Die Schnitger-Orgel in St. Peter und Paul Cappel

Arp Schnitger war der bedeutendste Orgelbauer der Barockzeit in Nordeuropa. Er starb vor 300 Jahren und hinterließ einen großen Bestand an originalen Instrumenten. Die nachhaltige Bauweise und der faszinierende Klang seiner Instrumente wurden zum Vorbild für die Orgelästhetik im 20. Jahrhundert. Kein anderer Orgelbauer der Vergangenheit hat einen so großen Einfluss ausgeübt wie er.

Schnitgers Meisterinstrument ist die am besten erhaltene norddeutsche Orgel aus dem 17. Jahrhundert. Sie wurde 1680 fertiggestellt und stand ursprünglich in der heute nicht mehr existierenden Hamburger St.
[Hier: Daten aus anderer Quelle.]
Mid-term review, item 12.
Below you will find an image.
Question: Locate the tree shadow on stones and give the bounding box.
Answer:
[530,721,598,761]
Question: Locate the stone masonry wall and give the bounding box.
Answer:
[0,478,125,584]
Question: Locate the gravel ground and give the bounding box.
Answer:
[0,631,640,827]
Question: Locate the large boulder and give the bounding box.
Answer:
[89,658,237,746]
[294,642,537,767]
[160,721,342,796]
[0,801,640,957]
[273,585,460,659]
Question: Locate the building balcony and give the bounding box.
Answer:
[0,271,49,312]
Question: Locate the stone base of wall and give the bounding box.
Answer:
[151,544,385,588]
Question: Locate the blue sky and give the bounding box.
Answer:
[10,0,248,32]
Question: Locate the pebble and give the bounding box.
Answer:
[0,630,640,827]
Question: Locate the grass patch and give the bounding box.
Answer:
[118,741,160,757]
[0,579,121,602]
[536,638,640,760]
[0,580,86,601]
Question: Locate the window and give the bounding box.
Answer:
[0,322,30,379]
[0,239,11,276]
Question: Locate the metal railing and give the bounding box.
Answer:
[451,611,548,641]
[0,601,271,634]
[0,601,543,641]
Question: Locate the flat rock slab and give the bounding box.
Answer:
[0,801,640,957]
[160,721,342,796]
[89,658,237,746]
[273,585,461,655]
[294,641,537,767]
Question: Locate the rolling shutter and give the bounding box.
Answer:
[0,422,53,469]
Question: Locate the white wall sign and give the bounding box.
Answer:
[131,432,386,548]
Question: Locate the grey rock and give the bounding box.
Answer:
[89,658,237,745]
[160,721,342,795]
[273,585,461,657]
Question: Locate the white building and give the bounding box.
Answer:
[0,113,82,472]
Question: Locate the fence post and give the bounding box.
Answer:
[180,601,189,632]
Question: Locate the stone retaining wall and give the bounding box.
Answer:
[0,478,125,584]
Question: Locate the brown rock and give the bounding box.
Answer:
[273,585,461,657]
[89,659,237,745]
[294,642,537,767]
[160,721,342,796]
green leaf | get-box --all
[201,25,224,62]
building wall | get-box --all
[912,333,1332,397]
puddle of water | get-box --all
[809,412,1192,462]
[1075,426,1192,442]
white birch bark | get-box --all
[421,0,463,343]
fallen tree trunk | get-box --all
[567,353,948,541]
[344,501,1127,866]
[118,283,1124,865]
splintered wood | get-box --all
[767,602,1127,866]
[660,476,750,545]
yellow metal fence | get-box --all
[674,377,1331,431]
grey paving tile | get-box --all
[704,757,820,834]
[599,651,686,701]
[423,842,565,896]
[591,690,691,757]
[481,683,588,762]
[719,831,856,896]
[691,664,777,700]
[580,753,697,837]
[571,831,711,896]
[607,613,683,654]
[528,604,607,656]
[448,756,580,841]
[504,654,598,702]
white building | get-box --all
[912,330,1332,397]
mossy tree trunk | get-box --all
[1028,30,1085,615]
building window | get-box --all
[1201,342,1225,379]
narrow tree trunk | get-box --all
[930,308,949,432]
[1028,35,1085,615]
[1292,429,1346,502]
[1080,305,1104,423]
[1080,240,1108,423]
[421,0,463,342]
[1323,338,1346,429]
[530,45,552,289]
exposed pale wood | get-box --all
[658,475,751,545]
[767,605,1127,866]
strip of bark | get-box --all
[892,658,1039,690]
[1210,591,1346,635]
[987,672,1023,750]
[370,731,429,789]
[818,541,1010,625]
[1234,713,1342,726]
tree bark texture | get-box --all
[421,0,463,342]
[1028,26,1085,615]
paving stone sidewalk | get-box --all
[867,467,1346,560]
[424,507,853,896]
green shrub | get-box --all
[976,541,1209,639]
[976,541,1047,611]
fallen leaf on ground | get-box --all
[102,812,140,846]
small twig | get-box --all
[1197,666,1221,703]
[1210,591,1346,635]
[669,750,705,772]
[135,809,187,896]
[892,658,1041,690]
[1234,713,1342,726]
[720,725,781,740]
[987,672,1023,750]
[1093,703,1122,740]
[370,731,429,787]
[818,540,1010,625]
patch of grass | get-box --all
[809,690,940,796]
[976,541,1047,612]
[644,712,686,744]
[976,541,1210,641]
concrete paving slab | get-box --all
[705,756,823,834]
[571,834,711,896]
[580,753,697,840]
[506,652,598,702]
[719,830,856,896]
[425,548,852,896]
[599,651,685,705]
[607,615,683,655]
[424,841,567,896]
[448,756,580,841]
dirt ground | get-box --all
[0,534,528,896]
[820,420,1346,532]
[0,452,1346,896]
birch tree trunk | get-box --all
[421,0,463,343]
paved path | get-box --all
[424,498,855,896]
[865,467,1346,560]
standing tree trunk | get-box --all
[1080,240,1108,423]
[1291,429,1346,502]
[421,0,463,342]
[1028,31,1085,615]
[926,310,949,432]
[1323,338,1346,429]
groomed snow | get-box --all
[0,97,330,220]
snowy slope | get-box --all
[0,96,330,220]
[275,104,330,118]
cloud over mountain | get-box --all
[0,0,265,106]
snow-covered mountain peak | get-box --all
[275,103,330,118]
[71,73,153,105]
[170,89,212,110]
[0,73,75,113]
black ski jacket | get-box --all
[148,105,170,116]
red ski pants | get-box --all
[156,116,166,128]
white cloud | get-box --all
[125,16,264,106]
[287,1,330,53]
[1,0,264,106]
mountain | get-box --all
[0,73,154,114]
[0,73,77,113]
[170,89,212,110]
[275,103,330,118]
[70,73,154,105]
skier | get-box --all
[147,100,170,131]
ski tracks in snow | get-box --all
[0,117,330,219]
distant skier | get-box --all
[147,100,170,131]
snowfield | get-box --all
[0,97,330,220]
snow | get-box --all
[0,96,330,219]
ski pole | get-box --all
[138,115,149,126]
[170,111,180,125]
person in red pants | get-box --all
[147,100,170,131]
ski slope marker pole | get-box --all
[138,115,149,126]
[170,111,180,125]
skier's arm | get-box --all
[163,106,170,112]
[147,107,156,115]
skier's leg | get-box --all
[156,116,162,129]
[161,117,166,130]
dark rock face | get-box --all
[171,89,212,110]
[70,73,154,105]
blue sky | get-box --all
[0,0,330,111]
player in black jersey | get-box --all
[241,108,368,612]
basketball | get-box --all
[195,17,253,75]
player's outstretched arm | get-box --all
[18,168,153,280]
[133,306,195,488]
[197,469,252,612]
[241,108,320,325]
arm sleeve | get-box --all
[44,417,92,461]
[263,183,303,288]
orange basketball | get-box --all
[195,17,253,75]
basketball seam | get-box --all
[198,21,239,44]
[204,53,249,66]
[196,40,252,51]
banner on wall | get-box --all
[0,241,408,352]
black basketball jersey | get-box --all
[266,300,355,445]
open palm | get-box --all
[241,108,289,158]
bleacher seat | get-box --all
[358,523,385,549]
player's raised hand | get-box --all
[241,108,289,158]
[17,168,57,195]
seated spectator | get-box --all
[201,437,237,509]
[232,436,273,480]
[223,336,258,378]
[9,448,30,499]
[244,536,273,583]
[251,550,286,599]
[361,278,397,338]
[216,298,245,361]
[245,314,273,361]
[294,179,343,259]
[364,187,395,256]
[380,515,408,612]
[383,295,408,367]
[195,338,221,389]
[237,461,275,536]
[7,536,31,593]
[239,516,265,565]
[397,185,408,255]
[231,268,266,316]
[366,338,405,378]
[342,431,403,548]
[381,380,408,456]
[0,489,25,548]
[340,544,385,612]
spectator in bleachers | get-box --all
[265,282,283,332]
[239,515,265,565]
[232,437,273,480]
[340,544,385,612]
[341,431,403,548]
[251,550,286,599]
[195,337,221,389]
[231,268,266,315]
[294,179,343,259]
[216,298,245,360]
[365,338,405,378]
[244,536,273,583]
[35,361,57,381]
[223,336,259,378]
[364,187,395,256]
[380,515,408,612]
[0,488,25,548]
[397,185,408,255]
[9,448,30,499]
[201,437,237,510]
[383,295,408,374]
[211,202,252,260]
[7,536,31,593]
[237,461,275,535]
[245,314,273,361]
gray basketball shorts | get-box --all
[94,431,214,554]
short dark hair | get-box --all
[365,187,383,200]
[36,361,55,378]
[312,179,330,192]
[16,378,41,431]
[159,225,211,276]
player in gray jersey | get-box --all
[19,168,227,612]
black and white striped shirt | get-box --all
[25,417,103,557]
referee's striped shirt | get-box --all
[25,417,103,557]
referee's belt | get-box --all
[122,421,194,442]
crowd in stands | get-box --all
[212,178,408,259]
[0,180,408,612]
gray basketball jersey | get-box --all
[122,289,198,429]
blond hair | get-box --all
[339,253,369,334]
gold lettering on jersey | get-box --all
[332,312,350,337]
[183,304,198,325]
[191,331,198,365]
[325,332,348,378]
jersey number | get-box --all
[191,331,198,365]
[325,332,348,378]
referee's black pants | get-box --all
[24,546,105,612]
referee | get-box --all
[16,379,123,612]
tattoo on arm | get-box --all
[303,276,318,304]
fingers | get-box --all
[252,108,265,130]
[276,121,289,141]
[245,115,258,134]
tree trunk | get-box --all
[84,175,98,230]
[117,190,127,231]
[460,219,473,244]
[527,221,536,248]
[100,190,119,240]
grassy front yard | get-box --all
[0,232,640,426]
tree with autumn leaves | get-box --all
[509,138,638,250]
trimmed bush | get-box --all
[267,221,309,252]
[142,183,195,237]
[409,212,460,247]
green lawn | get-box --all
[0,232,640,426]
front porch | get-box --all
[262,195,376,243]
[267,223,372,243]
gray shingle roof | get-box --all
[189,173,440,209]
Johannis-Klosterkirche.

Über ihr Schicksal liest man in dem 1974 erschienenen Standardwerk "Arp Schnitger und seine Schule" von Gustav Fock, an dem Harald Vogel mitgearbeitet hat: "Die Kirche des Dominikanerklosters St. Johannis hat wahrscheinlich schon in vorreformatorischer Zeit eine kleine Orgel besessen. Nach der Reformation blieb die Kirche zunächst unbenutzt. Erst ab 1546 wurde sie wieder für den Gottesdienst hergerichtet, und etwa 1550 vereinbarte man mit dem niederländischen Meister Jasper Johansen, der gemeinsam mit Hendrik Niehoff einen großen Umbau der Petri-Orgel ausführte, den Bau einer kleinen Orgel in St. Johannis. Als aber 1551 der Pastor Dietrich Jürgens von St. Johannis als Hauptpastor an die Nikolaikirche berufen wurde und der Meister sich beklagte, dass der Orgelbau dadurch nicht zustande käme, entschädigte ihn die Katharinenkirche, für die er gerade tätig war, mit 5 Talern. Erst 1567 schritt man zum geplanten Orgelbau. Diese Orgel wurde 1680 von Arp Schnitger durch einen Neubau, in den er viele alte Stimmen übernahm, ersetzt. Leider sind darüber im Hamburger Staatsarchiv keine Akten vorhanden. Es hat sich aber oberhalb des Spieltisches auf braunem Untergrund eine Aufschrift in Gold erhalten, die besagt, dass die Orgel 'von April bis Dezember 1680' von Arp Schnitger erbaut ist."

Eine Zeugin der hamburgischen Musikgeschichte

Arp Schnitger - Ein Stradivari der Orgel

Arp Schnitger berichtet selbst in einem Brief von seinem Plan, die Orgel bis Michaelis 1680 vollenden zu wollen. Da im St. Johannis-Kloster auch Hamburgs Kantorei untergebracht war, haben hier auch die großen oratorischen Aufführungen stattgefunden - unter Leitung von Georg Philipp Telemann oder der seines Nachfolgers Carl Philipp Emanuel Bach zum Beispiel. Aber nicht nur diese beiden Musiker dürften auf ihr gespielt haben, sondern es ist sehr wahrscheinlich, dass sich auch Georg Friedrich Händel und Johann Sebastian Bach während ihrer Hamburg-Aufenthalte die Möglichkeit nicht entgehen ließen, das prachtvolle Instrument zu spielen. Der original erhaltene Spieltisch atmet also Musikgeschichte.

"Im Verlauf des 18. Jahrhunderts scheinen an der Orgel keine Veränderungen stattgefunden zu haben", schreibt Gustav Fock weiter. "Während der französischen Besatzung wurde die Kirche als Magazin benutzt und danach nicht wieder zu Gottesdiensten verwendet. Schließlich musste sie 1829 wegen Baufälligkeit abgebrochen werden. Die Orgel war bereits 1816 für 600 Taler nach Cappel bei Bremerhaven verkauft worden, wo sie noch heute als eine der schönsten alten Orgeln Norddeutschlands erhalten ist."